Showing posts with label guest-blog. Show all posts
Showing posts with label guest-blog. Show all posts

3 September 2011

Guest Blog: No more OCR excuses: Here's how to do it right by Steven Lyle Jordan

Steven Lyle Jordan is a Maryland based Sci-Fi author who has published his series The Kestral Voyages in e-book format, as well as a number of stand-alone novels. For more information visit his site at rightbrane.com. His guest-blog is on the advantages of e-publishing in terms of making revisions.


No more OCR excuses: Here's how to do it RIGHT



I am, to put in simple words, sick and tired of hearing the same lame excuses for the state of quality of old and backlist books that are scanned and converted via Optical Character Recognition (OCR) software into ebooks.  All of us ebook readers are painfully familiar with the ridiculous text errors, the "a"s turned to "o"s, the "p"s turned to "q"s, the lost punctuations, the nonsense words and phrases, the missing lines, paragraphs and entire sections, etc, etc, that turn up in these ebooks.  And we are also painfully familiar with the publishers' excuses for this state, which usually boils down to: "We work hard... it's the hardware/software's fault!"


BULL.  It's how you're using the hardware/software; in other words, WRONG.


So, I’m going to tell you how to do it…the way we did it over a decade ago, and got less than .1% errors in our work. Pay Attention.


Over a decade ago, I worked in an in-house print department that produced thousands of short documents a day, using 3 high-speed printers, 2 of them networked DocuTech digital printers.  Those machines were capable of printing anything (in black and white, anyway) in high quality.  All they needed was high quality going in.  My initial job, upon arriving there, was showing them how to get that high quality input that would give them high quality output.  I had done the same at my previous job.  So I knew whereof I spoke when I was hired.


Occasionally, we were asked to produce a digital version of a book our offices had created.  After going through the process a few times, I hit upon the best method for clean and accurate digital conversion.  My attempts using this method were highly successful, and not that difficult at all... any small to large organization can do this.


The process starts with the original book... and this is where the most important first steps must be taken to ensure high quality.  Many books aren't in the best shape for scanning, due to age, flimsiness of the paper, coloring, stains, etc.  Also, text is often rendered rather small, especially in paperbacks. This is a notoriously poor source material, and must be improved before it is used.


To deal with this, the first step is to CREATE NEW AND BETTER PAGES.  Use a high-quality photocopying machine or scanner that has both adjustable brightness and contrast settings, and an enlarging feature.  Before you start, take sample images of a page, adjusting brightness and contrast to basically darken text to as close to 100% black as possible, and erase any image artifacts from browning or stained pages; you want as clean an image as possible, solid black text against pure white backgrounds.


Once you have your clean high-contrast setting, ENLARGE THE IMAGE to letter-size.  This simple step, which few OCR processes use, improves the recognition of characters immensely, possibly on a logarithmic scale, during the scanning process.

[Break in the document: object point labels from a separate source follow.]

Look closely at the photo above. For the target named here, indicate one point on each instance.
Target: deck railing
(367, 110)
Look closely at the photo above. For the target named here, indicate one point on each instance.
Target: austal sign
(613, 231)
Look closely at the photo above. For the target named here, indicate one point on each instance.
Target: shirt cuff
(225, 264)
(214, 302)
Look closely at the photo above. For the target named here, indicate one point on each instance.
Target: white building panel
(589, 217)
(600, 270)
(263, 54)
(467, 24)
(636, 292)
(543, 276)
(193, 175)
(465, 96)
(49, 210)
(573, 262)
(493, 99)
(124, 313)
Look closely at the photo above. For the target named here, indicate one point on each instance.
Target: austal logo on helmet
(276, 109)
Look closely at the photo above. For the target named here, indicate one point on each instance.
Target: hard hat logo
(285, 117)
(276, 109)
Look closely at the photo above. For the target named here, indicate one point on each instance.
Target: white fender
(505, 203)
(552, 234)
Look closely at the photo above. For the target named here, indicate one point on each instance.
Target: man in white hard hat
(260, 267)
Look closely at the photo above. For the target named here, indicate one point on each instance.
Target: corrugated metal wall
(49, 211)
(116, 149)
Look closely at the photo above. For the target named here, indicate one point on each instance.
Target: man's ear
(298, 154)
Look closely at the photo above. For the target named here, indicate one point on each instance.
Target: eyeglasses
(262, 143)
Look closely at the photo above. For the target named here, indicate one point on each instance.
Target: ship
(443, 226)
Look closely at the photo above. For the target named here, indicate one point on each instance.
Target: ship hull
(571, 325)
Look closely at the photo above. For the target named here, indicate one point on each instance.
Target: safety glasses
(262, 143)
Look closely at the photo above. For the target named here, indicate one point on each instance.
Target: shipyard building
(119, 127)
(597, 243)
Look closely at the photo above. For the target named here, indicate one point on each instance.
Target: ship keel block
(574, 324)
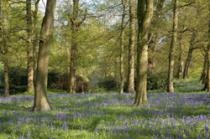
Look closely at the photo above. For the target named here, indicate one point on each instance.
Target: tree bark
(208, 72)
(132, 46)
(189, 56)
(35, 39)
(122, 49)
(75, 25)
(30, 62)
(180, 70)
(205, 66)
(6, 77)
(170, 87)
(144, 23)
(40, 100)
(4, 45)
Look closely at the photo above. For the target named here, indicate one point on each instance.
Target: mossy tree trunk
(145, 14)
(40, 100)
(180, 69)
(208, 72)
(122, 48)
(74, 44)
(189, 56)
(30, 53)
(170, 85)
(4, 38)
(132, 46)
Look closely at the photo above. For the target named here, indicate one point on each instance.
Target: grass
(109, 116)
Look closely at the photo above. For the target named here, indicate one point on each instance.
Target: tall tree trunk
(6, 77)
(170, 87)
(144, 23)
(205, 65)
(3, 41)
(180, 60)
(189, 56)
(30, 62)
(122, 47)
(208, 73)
(35, 39)
(155, 36)
(75, 24)
(40, 100)
(132, 46)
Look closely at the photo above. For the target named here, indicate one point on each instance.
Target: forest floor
(110, 116)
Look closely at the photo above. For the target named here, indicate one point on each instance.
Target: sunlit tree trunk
(35, 38)
(170, 87)
(155, 35)
(205, 65)
(132, 46)
(30, 62)
(189, 56)
(144, 23)
(122, 47)
(208, 73)
(40, 100)
(180, 60)
(3, 41)
(76, 22)
(74, 45)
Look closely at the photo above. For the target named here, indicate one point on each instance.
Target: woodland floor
(185, 114)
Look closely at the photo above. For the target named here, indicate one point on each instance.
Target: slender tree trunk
(144, 23)
(4, 45)
(122, 47)
(75, 25)
(208, 72)
(180, 60)
(35, 39)
(6, 77)
(30, 62)
(40, 100)
(189, 56)
(132, 47)
(170, 87)
(204, 70)
(155, 36)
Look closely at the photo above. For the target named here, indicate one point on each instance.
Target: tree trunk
(189, 56)
(40, 100)
(73, 49)
(30, 62)
(122, 47)
(204, 70)
(3, 41)
(132, 47)
(155, 35)
(6, 77)
(208, 72)
(180, 60)
(36, 39)
(144, 23)
(170, 87)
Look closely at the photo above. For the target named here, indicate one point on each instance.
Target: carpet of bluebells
(107, 116)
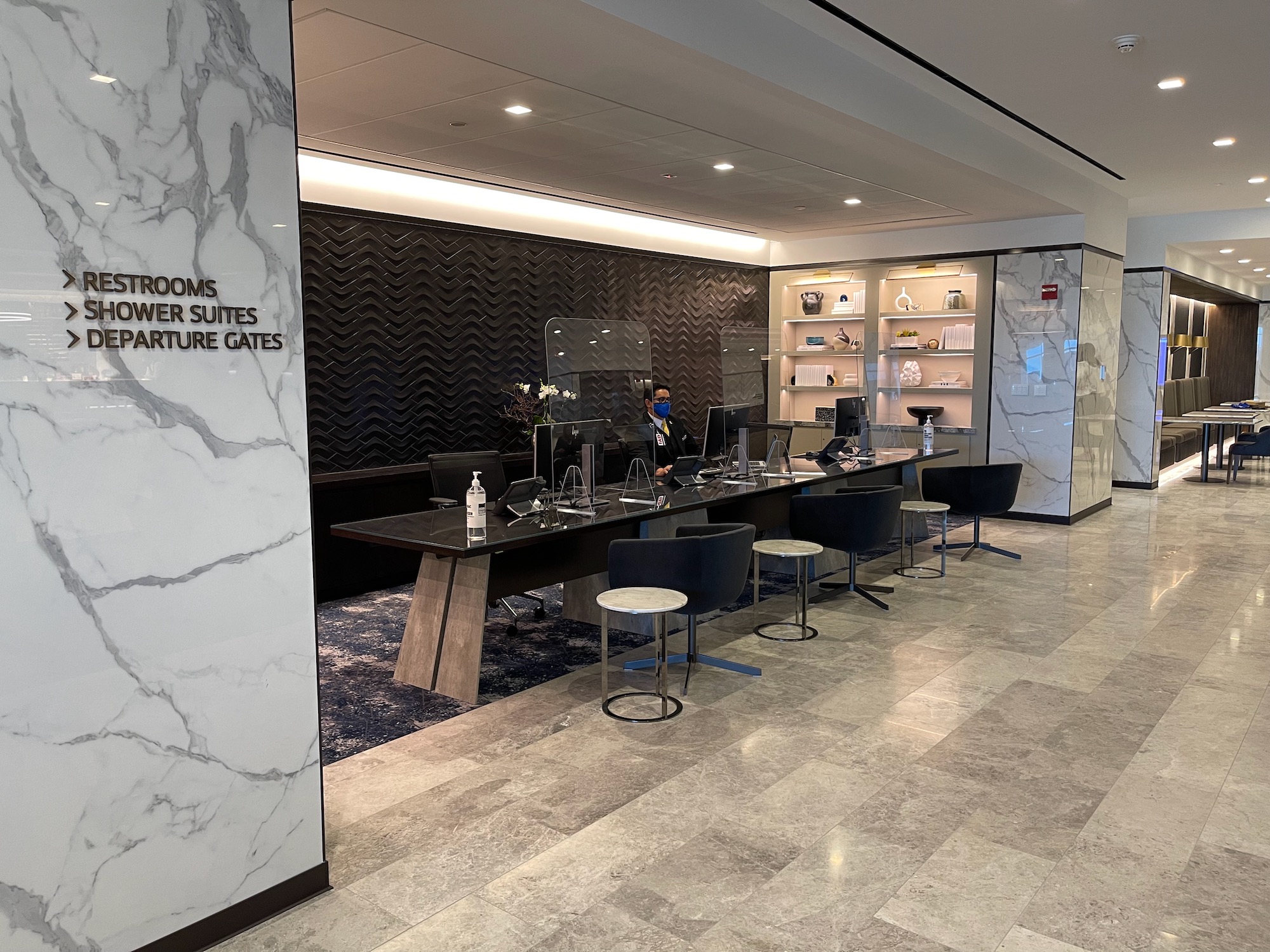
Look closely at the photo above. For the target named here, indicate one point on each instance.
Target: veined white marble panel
(1263, 383)
(1139, 385)
(1034, 375)
(1097, 366)
(158, 691)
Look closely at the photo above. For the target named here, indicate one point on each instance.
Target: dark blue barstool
(708, 563)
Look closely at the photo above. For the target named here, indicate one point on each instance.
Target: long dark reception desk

Finally, if you are using a scanner, this is an important addition to the process: Before doing your scan, MAKE SURE THE SCANNER IS SET TO BLACK-AND-WHITE AND AT LEAST 300DPI RESOLUTION.  Many photocopiers will allow you to make the same settings.  This results in a larger file, which can take a longer time to process, but is important to get the best image of each character possible.


With these settings saved, SCAN OR PHOTOCOPY YOUR PAGES.  For best results, cut the pages free of the spine so they can be perfectly flat when scanning/photocopying.  If your scanner/photocopier has a feeder that will automatically feed and scan both sides of a page, by all means, use it and save yourself the grief (and the time).


If you used a photocopier, you should now have a letter-sized, one-sided stack of papers that represent your book.  This is ideal for running through a sheetfed scanner with pretty much any OCR software.  Many high-speed sheetfed scanners have limited adjustment controls... that's why it is important to provide the highest-quality input sheets.  If you do have contrast and resolution controls, make sure they are set to black-and-white and at least 300DPI, just like your earlier photocopied images.


Most scanners these days come with OCR software, or recommend OCR software to use with their hardware.  Start with these applications, but don't be afraid to try other apps with more features if needed.  When you do your scan, the software should automatically start the OCR process.  WAIT UNTIL THE OCR FILE IS DONE, AND SAVE IT.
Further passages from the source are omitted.